中小企業の経営者や起業を志したことのある人なら誰でも聞いたことある「日本政策金融公庫」(以下、公庫)。もともとあった政府系金融機関3行が合併し一つになったものです。
その流れから、内部には国民生活事業、中小企業事業、農林水産事業という3つの事業があり、それぞれ違った役割をしています。それぞれの事業にどのような特徴があるのか見ていきましょう。
1. 国民生活事業
国民生活事業(以下、国民)は、個人事業主や創業時の企業、小規模な企業、理美容業や宿泊業といった生活衛生業を対象としています。元は国民生活金融公庫という金融機関でした。

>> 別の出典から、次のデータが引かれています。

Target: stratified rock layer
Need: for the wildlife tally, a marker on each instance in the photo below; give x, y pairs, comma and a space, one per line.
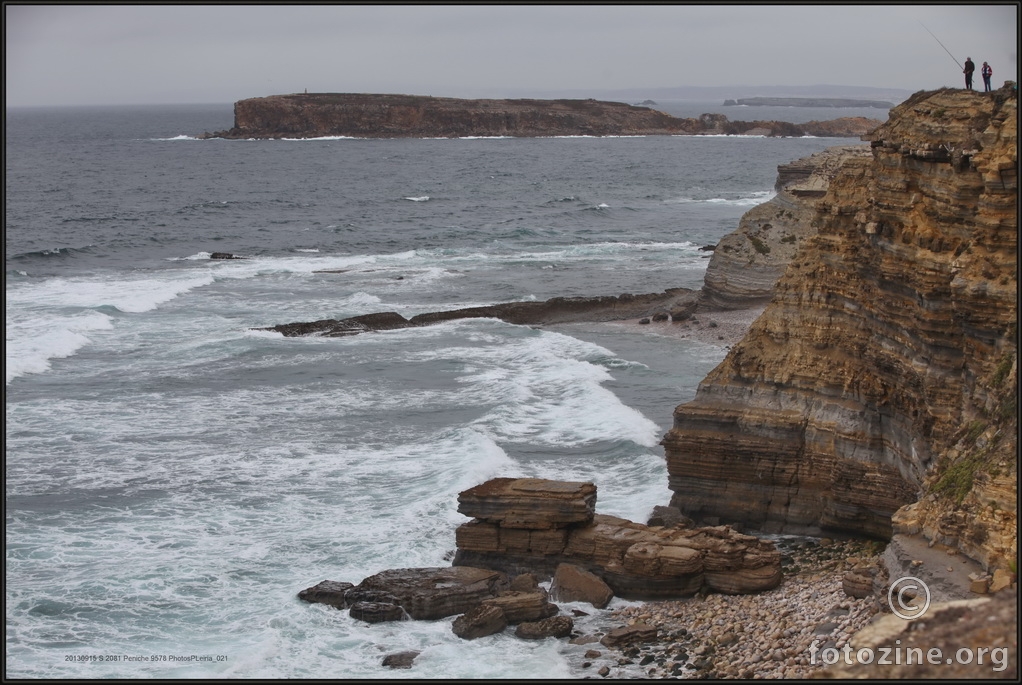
747, 262
635, 560
891, 332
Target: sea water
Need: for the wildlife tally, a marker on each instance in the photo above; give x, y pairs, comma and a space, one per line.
175, 475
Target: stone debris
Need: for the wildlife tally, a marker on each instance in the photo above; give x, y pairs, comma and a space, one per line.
764, 635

融資限度額は7200万円(生活衛生業は7億2000万円)、平均融資金額が700万円と比較的小口の融資を扱い、金融業や娯楽業・風俗業などを除き、多くの業種を融資対象としています。また、事業資金だけでなく教育ローンも手がけています。
2. 中小企業事業
中小企業事業(以下、中小)は、資本金と従業員数で中小企業に当てはまる企業を対象に融資します。元は中小企業金融公庫という金融機関でした。
中小企業の範囲に該当すれば売上や規模を問わず融資することができ、融資先には上場企業もあります。融資限度額は7億2000万円、平均融資金額は1億円と比較的大きな融資を行います。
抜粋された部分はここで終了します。